Think of cartoons as simplifying visual presentation. The details you want (and of course in a stripped down style there are far fewer details) should be carefully selected as to preserve the visual feel of something. That means that only the identifying visual characteristics of something are there. Looking at Angry Birds, I see the artist has included eyes, a beak, and two feathers, surrounding that with a round shape. A real bird has a lot more identifying characteristics to choose from, but if I could only choose three then I would choose these. They have the minimal amount to see them as birds, even if they are oddly round like bowling balls.

Important aspects of cartoons (that I can think of)
-strong silhouette or shape
-typically geometric - lots of squares, circles
-consistant lines (mostly of one kind: straight, curved or slightly curved)
-more weighty lines on outline, less on interior
-larger than normal face and eyes
-smaller body relative to face
-exaggerated expressions
-underlying skeleton or form is very simple
-deformable body shape/skeleton to emphasize action/position
-strong, simple colors
-no excess details that don't contribute to the 'look'

Even realism is a style. You have your framework of form that you place your myriad details on top of that make it realistic. However no matter how detailed and realistic you are, you are still translating some incredibly complex thing into a lesser version of itself. You select to include that stray bit of hair or a bit of shadow, or merge it with some other bit, or else you choose to leave it out all together. A person for example, is infinitely detailed, there's so many tiny muscles and bits of skin and things. And you would never want to draw all of those - there wouldn't be much point. (In fact it would probably look ghastly) It's all choice and selection and translating how things look on to a page.

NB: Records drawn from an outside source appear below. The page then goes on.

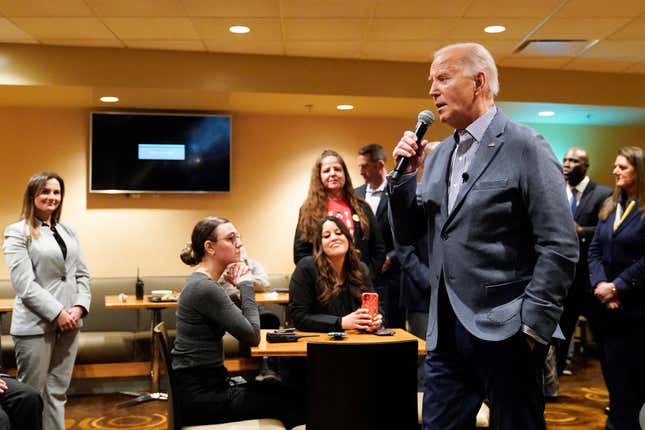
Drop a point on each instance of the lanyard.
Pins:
(620, 217)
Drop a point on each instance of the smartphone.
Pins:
(370, 302)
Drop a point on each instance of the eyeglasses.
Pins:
(233, 238)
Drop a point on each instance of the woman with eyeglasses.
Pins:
(617, 271)
(52, 285)
(205, 312)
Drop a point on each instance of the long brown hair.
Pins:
(634, 156)
(326, 285)
(205, 229)
(315, 205)
(34, 187)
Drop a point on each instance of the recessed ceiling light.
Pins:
(495, 29)
(239, 29)
(109, 99)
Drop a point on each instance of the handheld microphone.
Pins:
(426, 118)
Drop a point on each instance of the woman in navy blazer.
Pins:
(52, 286)
(617, 271)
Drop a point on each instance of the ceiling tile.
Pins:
(401, 50)
(44, 8)
(601, 9)
(94, 43)
(324, 29)
(138, 8)
(635, 30)
(409, 29)
(323, 49)
(534, 62)
(10, 33)
(471, 28)
(419, 8)
(327, 8)
(510, 9)
(64, 28)
(597, 65)
(217, 28)
(172, 45)
(237, 8)
(579, 28)
(636, 68)
(499, 48)
(246, 47)
(152, 28)
(618, 50)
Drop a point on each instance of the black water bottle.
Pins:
(139, 287)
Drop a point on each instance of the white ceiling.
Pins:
(612, 32)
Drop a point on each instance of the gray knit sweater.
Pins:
(204, 313)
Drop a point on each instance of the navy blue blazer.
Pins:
(415, 276)
(619, 257)
(508, 249)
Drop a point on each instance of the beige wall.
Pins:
(272, 158)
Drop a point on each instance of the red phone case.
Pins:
(370, 302)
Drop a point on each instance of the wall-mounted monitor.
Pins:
(141, 152)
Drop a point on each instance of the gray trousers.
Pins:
(46, 362)
(417, 324)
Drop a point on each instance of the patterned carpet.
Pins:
(579, 406)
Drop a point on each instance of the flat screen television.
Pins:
(136, 152)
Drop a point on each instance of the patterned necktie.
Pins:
(573, 202)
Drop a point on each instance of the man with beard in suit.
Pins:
(371, 162)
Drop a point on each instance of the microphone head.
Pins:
(426, 117)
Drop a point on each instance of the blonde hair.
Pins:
(479, 60)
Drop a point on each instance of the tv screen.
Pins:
(134, 152)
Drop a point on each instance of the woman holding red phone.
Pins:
(325, 292)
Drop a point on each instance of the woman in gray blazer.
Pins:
(52, 286)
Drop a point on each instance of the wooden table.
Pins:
(299, 348)
(131, 302)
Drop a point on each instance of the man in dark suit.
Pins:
(585, 200)
(371, 162)
(502, 249)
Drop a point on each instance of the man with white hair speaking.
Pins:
(502, 249)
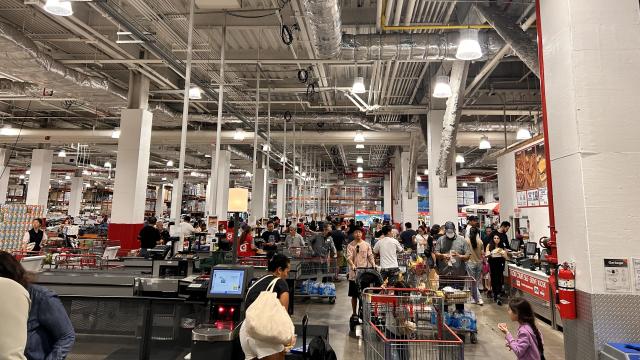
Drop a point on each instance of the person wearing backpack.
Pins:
(528, 344)
(275, 281)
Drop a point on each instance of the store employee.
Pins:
(35, 238)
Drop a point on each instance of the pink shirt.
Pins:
(361, 255)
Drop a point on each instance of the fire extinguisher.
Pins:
(566, 304)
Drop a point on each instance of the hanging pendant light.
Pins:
(442, 89)
(523, 134)
(469, 47)
(58, 7)
(484, 143)
(239, 134)
(358, 85)
(195, 93)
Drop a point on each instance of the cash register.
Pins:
(226, 292)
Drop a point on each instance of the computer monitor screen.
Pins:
(515, 244)
(227, 283)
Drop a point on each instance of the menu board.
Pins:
(531, 176)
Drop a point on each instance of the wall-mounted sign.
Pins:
(531, 176)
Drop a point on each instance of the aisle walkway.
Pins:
(490, 339)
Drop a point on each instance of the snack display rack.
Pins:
(15, 220)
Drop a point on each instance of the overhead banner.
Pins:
(531, 176)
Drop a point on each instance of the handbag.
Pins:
(267, 320)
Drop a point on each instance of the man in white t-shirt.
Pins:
(14, 314)
(388, 248)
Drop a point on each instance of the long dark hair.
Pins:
(522, 308)
(11, 268)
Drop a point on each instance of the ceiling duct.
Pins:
(414, 46)
(326, 25)
(25, 61)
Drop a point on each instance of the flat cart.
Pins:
(403, 324)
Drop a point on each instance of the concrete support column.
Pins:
(132, 170)
(388, 197)
(222, 188)
(75, 198)
(281, 198)
(4, 175)
(38, 189)
(159, 200)
(176, 208)
(443, 202)
(259, 195)
(409, 200)
(591, 58)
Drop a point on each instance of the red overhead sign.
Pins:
(531, 285)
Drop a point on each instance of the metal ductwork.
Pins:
(523, 45)
(451, 118)
(326, 26)
(414, 46)
(40, 71)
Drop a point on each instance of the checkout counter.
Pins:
(529, 278)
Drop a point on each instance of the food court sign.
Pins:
(531, 176)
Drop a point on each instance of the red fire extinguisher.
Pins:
(566, 292)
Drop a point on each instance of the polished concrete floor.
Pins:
(490, 340)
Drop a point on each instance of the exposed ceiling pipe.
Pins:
(326, 25)
(414, 46)
(452, 114)
(524, 47)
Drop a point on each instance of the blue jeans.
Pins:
(475, 271)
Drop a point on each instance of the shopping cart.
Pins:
(406, 324)
(457, 290)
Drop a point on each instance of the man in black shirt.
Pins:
(270, 237)
(407, 237)
(149, 236)
(502, 233)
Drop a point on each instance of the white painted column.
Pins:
(387, 200)
(222, 197)
(4, 174)
(443, 202)
(258, 195)
(159, 200)
(75, 198)
(281, 198)
(591, 59)
(176, 209)
(409, 201)
(39, 179)
(132, 167)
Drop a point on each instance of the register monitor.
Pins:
(228, 283)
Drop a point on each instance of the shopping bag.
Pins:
(267, 320)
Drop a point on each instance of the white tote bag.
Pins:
(267, 320)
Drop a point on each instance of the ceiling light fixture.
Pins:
(442, 89)
(484, 143)
(239, 135)
(358, 85)
(195, 93)
(58, 7)
(6, 129)
(523, 134)
(469, 47)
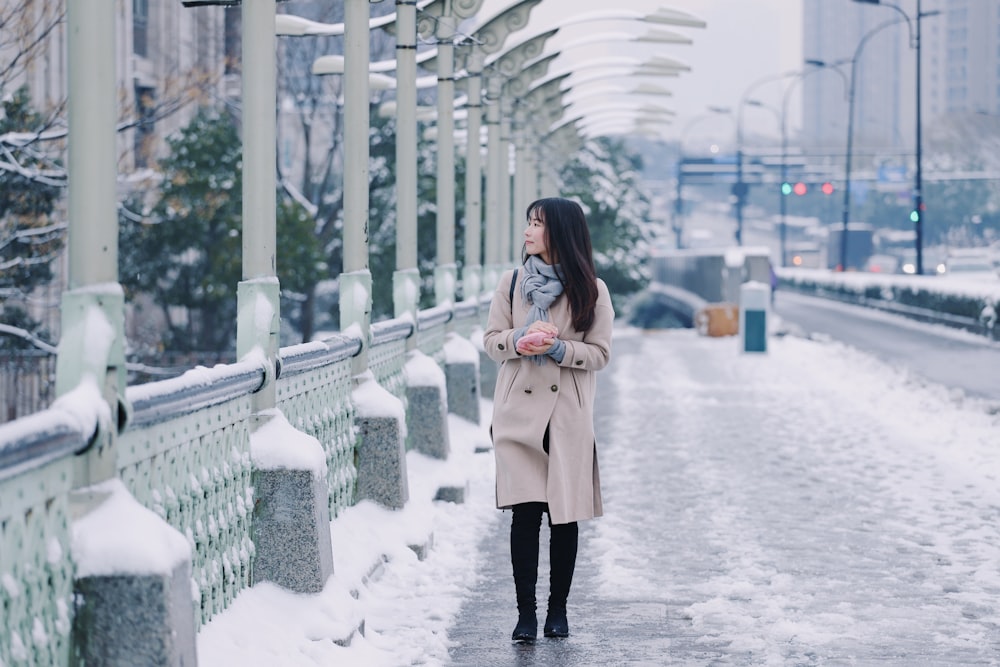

The main caveat in attempting to go from realism to cartoons is the allure of adding too much detail or small graphic niceties. In something that will be viewed small or moving, these will only be distracting or invisible. Worse, they may muddle up your strong visual look. Going back to Angry Birds, trying to push things so that the gently rounded underside of a bird for example, becomes a big ol' circle will seem to be rather lacking in subtlety or softness. That's to be expected, even emphasized in cartoons.

I suggest trying to draw things multiple times, stripping away or simplifying things as you go. Also take a good look at the sort of art/artists you wish to emulate and see how they approach these cartooning aspects in the list.